Epigenetic regulation at the core Understanding the role of DOT1L in lymphocyte differentiation and cancer

This thesis describes the role of the epigenetic regulator DOT1L in lymphocyte development and cancer. DOT1L methylates lysine 79 on histone H3 (H3K79me), a mark that is generally associated with active transcription. A role for DOT1L has been described in several biological processes, including development and cellular reprogramming, and in cancers.
The current literature on the role of DOT1L in development and cancer is described in chapter one. Chapter two contains a literature review about the intriguing, but understudied subset of antigen-independent memory CD8⁺ T cells (T_AIM). DOT1L is an important epigenetic regulator of T_AIM differentiation.
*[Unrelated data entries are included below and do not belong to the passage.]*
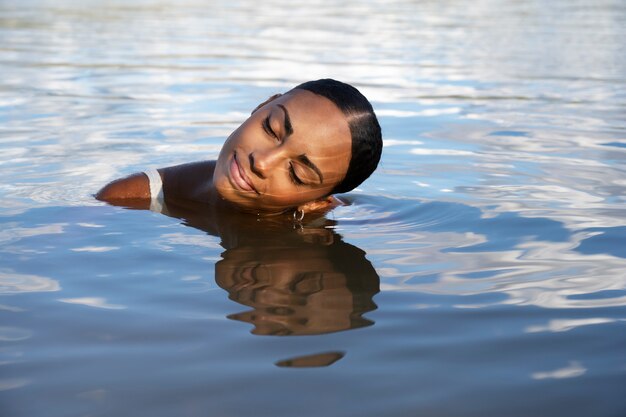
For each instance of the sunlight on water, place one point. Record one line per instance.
(480, 271)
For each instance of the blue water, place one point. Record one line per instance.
(481, 271)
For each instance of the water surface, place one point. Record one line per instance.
(480, 271)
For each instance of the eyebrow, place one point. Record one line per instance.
(304, 160)
(288, 127)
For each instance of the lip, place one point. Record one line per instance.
(239, 177)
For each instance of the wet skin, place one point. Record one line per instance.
(292, 150)
(289, 154)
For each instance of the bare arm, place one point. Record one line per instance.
(133, 187)
(189, 181)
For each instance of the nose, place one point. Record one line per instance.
(262, 162)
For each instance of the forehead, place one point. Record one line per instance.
(319, 128)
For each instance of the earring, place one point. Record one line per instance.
(298, 215)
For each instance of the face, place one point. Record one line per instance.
(292, 150)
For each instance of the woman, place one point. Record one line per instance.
(292, 153)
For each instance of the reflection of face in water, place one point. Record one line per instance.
(299, 288)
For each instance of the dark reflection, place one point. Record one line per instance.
(296, 285)
(297, 278)
(311, 361)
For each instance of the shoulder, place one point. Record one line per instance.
(136, 186)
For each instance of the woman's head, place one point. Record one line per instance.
(319, 138)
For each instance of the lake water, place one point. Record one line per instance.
(481, 271)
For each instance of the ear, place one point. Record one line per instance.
(271, 98)
(323, 204)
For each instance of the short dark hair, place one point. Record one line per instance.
(365, 131)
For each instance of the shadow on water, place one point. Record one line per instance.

In chapter three the effect of combined treatment of DOT1L inhibitors with HDAC inhibitors on cutaneous T cell lymphoma (CTCL) cell lines is studied. The identification of a mutation in DOT1L in a Dutch family with familiar melanoma is described in chapter four.
In the chapters five and seven, the role of DOT1L in T-cells and B-cells, respectively, is studied using mouse models with a cell-type specific deletion of Dot1L. DOT1L emerges as an important epigenetic regulator in both B-cell and T-cell development and differentiation. Based on these findings, the potential of using DOT1L modification to improve T-cell based anti-tumor therapy is investigated in chapter six.
Finally, the new insights about the role of DOT1L in lymphocyte differentiation and cancer obtained in this thesis are discussed in chapter eight.